61. Volgens artikel 69, lid 2, van het Reglement voor de procesvoering wordt de in het ongelijk gestelde partij in de kosten verwezen, indien dat is gevorderd. Aangezien de Italiaanse Republiek in het ongelijk is gesteld, moet zij overeenkomstig de vordering van de Commissie in de kosten worden verwezen.

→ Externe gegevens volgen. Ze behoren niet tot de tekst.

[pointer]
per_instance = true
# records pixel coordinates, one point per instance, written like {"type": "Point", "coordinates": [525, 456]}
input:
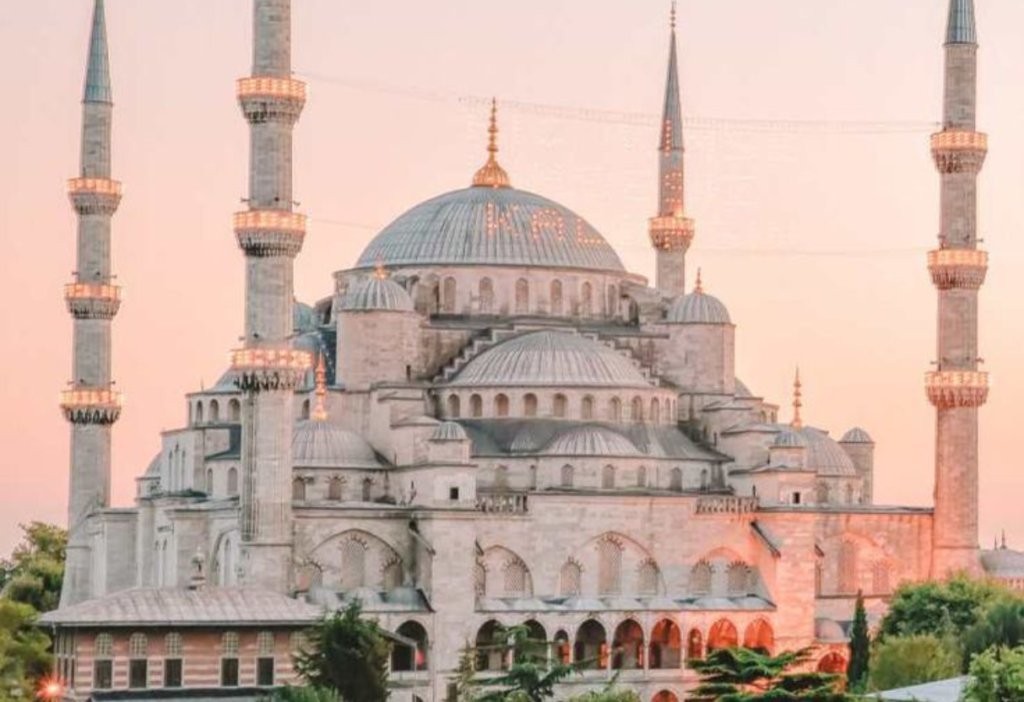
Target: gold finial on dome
{"type": "Point", "coordinates": [798, 423]}
{"type": "Point", "coordinates": [493, 175]}
{"type": "Point", "coordinates": [320, 413]}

Het Hof van Justitie (Tweede kamer) verklaart:

1) - Met de vrijstelling van milieueffectbeoordeling van de te Massafra gelegen installatie voor de verbranding van brandstof afkomstig van afvalstoffen en van biomassa, met een capaciteit van meer dan 100 ton per dag, welke installatie valt onder bijlage I, punt 10, bij richtlijn 85/337/EEG van de Raad van 27 juni 1985 betreffende de milieueffectbeoordeling van bepaalde openbare en particuliere projecten, zoals gewijzigd bij richtlijn 97/11/EG van de Raad van 3 maart 1997,

- met de vaststelling van artikel 3, lid 1, van het decreet van de minister-president van 3 september 1999, "Atto di indirizzo e coordinamento che modifica ed integra il precedente atto di indirizzo e coordinamento per l'attuazione dell'art. 40, comma 1, della legge 22 febbraio 1994, n. 146, concernente disposizioni in materia di valutazione dell'impatto ambientale" (Oriëntatie- en coördinatiebesluit tot wijziging en aanvulling van het eerdere oriëntatie- en coördinatiebesluit voor de toepassing van artikel 40, lid 1, van wet nr. 146 van 22 februari 1994 betreffende bepalingen inzake milieueffectbeoordeling), tot wijziging van bijlage A, sub i en l, bij het decreet van de president van de Republiek van 12 april 1996, "Atto di indirizzo e coordinamento per l'attuazione dell'art. 40, comma 1, della legge 22 febbraio 1994, n. 146, concernente disposizioni in materia di valutazione dell'impatto ambientale" (Oriëntatie- en coördinatiebesluit voor de toepassing van artikel 40, lid 1, van wet nr. 146 van 22 februari 1994 betreffende bepalingen inzake milieueffectbeoordeling), waardoor de projecten voor nuttige toepassing van gevaarlijke afvalstoffen en niet-gevaarlijke afvalstoffen, met een capaciteit van meer dan 100 ton per dag, die vallen onder bijlage I bij richtlijn 85/337, zoals gewijzigd bij richtlijn 97/11, kunnen worden uitgesloten van de milieueffectbeoordelingsprocedure als bedoeld in de artikelen 2, lid 1, en 4, lid 1, van voormelde richtlijn, en

- met de vaststelling van artikel 3, lid 1, van het decreet van de minister-president van 3 september 1999, dat bij de beoordeling of een project van bijlage II bij richtlijn 85/337, zoals gewijzigd bij richtlijn 97/11, aan een milieueffectbeoordeling moet worden onderworpen, een ongeschikt criterium hanteert, aangezien daardoor projecten met een aanzienlijk milieueffect van die beoordeling kunnen worden uitgesloten,

is de Italiaanse Republiek de krachtens de artikelen 2, lid 1, en 4, leden 1, 2 en 3, van die richtlijn op haar rustende verplichtingen niet nagekomen.

2) De Italiaanse Republiek wordt in de kosten verwezen.